Parameters
6B
Context Length
32.768K
Modality
Text
Architecture
Dense
License
ChatGLM3-6B Model License
Release Date
27 Oct 2023
Knowledge Cutoff
-
Attention
Attention Structure
Multi-Head Attention
Attention Heads
32
Key-Value Heads
2
Attention Head Dimension
128
Position Embedding
Absolute Position Embedding
RoPE Theta
-
Sliding Window Attention
No
Sliding Window Size
-
Normalization
RMS Normalization
Activation Function
SwigLU
Dimensions
Hidden Dimension Size
4,096
Number of Layers
28
FFN Intermediate Size (Dense)
13,696
Multi-Token Prediction Heads
-
Tokenizer
Vocabulary Size
65,024
ChatGLM3-6B-32K is an advanced large language model optimized for long-context understanding and generation. Developed through a collaboration between Zhipu AI and Tsinghua University's KEG Lab, this model serves as a specialized variant of the ChatGLM3-6B architecture, specifically engineered to extend the effective context window to 32,768 tokens. This expansion allows for the processing of comprehensive documents, long-form dialogues, and complex technical texts that exceed the limits of standard transformer-based models.

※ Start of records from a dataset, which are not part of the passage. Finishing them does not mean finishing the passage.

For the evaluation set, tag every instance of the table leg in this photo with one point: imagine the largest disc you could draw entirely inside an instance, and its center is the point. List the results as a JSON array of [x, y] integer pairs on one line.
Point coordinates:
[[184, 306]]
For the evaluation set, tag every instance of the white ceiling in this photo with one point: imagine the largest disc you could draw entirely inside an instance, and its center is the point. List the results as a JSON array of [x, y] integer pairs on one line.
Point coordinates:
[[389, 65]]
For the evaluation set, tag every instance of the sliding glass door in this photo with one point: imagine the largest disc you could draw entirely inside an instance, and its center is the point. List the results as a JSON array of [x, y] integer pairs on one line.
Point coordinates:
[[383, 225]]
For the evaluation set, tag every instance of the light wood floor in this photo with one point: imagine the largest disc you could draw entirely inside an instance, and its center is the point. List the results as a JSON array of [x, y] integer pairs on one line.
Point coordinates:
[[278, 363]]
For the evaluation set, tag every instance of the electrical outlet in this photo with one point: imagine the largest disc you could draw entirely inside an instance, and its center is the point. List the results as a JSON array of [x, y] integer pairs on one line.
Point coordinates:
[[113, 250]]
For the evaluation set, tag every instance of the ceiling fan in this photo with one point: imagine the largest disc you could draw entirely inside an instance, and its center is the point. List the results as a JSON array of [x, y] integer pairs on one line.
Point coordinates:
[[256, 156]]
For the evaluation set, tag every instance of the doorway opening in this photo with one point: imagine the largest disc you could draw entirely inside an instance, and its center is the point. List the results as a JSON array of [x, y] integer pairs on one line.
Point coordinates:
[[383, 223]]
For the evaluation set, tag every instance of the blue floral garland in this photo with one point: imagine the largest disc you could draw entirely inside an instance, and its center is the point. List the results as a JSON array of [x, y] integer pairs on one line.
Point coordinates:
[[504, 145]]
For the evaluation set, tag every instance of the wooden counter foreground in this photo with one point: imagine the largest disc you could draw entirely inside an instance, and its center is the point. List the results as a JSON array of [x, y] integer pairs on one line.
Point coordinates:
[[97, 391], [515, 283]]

The model's architecture is built upon a 28-layer dense transformer framework. It incorporates several technical refinements to maintain stability and performance across its extended context, including the use of RMSNorm for normalization and Multi-Query Attention (MQA) to optimize inference efficiency. A significant innovation in this variant is the updated Rotary Position Embedding (RoPE) mechanism, which utilizes a modified base frequency (rope_ratio) to ensure precise positional resolution over 32K tokens. Furthermore, the model is trained with a specialized methodology that emphasizes long-text coherence during the conversation stage.
Designed for technical versatility, ChatGLM3-6B-32K natively supports tool invocation through function calling, code execution via an integrated code interpreter, and complex agent-based tasks. These features make it highly suitable for building sophisticated AI agents capable of deep text analysis and multi-step reasoning. The model's weights are open for academic research and available for free commercial use following a formal registration process, reflecting a commitment to accessible high-performance natural language processing.
ChatGLM series models from Z.ai, based on GLM architecture.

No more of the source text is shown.